我没有理会她话里的意思,冲上去想要拥抱她,她一闪身躲过了,说:“你干嘛干嘛?虽然多年不见,老友热情,也用不着这么热情吧?”
这是怎么回事?
一起经历蛙界的感情呢?昨夜山洞里的激情呢?
怎么一转眼就不见了,变得这么冷淡了。
袁媛噗嗤笑了一下,如同云消雪霁,天色变得明媚,她张开双臂,说:“来吧,抱一下。多年的感情,抱一下还是可以的,我袁某人不是那么小气的人。”
我抱着她,闻着她身上熟悉的面包味,说:“我真是太想你了。”
袁媛说:“打住,打住。十几年不见我,一见面就说想我,太假了吧。”
我说:“咱们不是刚从蛙界出来吗?怎么说十几年没见?”
袁媛伸手摸了下我的额头,冰凉的小手让我打了个激灵,她说:“没有发烧啊,说什么胡话。什么蛙界,你是不是在做梦?”

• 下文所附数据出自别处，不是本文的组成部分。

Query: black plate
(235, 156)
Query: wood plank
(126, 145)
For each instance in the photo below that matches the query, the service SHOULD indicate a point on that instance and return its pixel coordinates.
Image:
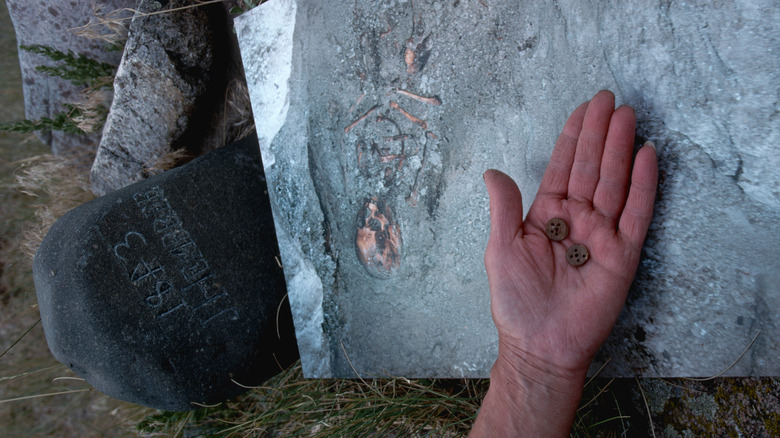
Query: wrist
(529, 397)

艾大叔出来说:“他掉海子里去了,刚爬起来,冻糊涂了,刚才还满嘴胡言乱语呢。”
袁媛咯咯咯的笑,说:“走,去我家坐坐,我带你去镇上医院检查下。”
我被她搞糊里糊涂,迷迷糊糊跟着她走,到了镇子边上一处农家小院,她说:“我家很乱,你别嫌弃哈。”
我说:“我家还是农村呢,你什么时候去我家玩玩?”
袁媛说:“我不去。我怕你女朋友揍我。”
我说:“我哪儿有女朋友?空窗好多年了。”
她说:“送你铃铛的女孩子,不是你女朋友吗?”
我心中一动,她果然又在逗我,如果没有跟我一起闯过蛙界,怎么知道我身上有铃铛呢。
袁媛指着我的脖子说:“都挂在你脖子上宣誓主权了,还说没有女朋友?”
我把铃铛塞进衣服,非常尴尬。
袁媛说:“有女朋友不是很正常嘛,我记得你今年二十四了吧。”
我嗯了一声,说:“你比我小一岁,八月的生日。”
她脸上笑开了花,说:“没想到你还记得。”
我自然记得的,唯一一个身上有让我闻到好闻的面包味的女孩,我怎么会忘记呢。
袁媛说你在瞎扯,当年你就在瞎扯,我身上哪有面包味。
她自己都闻不到,只有我能闻到,这种感觉很奇怪的。
袁爸爸在院子里劈柴,为过年做准备,没两个月了,农村过年烧柴量大,利川冬天要下雪。
袁爸爸还是那个长相,却没有前几天见到的那种久处上位,杀伐在手,一切尽在掌握的上位者感觉。
或许,前几天的事情,真的是我做的一场梦。
那么,现在又是什么情况?也是我的一场梦吗?
袁妈妈非常热情,袁爸爸倒是对我不冷不淡。我能理解,没有哪个父亲,对女儿的男同学会热情的。
一家子围着火炉吃腊蹄子火锅,气氛非常温馨。
他们问了我很多事情,有点相亲认姑爷的感觉。
我很想知道昨天晚上跟袁媛发生关系到底是不是真的,但这种话根本没办法问出口。
袁媛很热情,却不是男女间的那种热情,偶尔有些肢体接触,也仅限于此。
袁媛说:“吃完饭我带你去检查一下,你着急走不?没事的话今天就在我们家住吧。晚上我爸上山打猎,我要跟着去,你想不想一起去玩。”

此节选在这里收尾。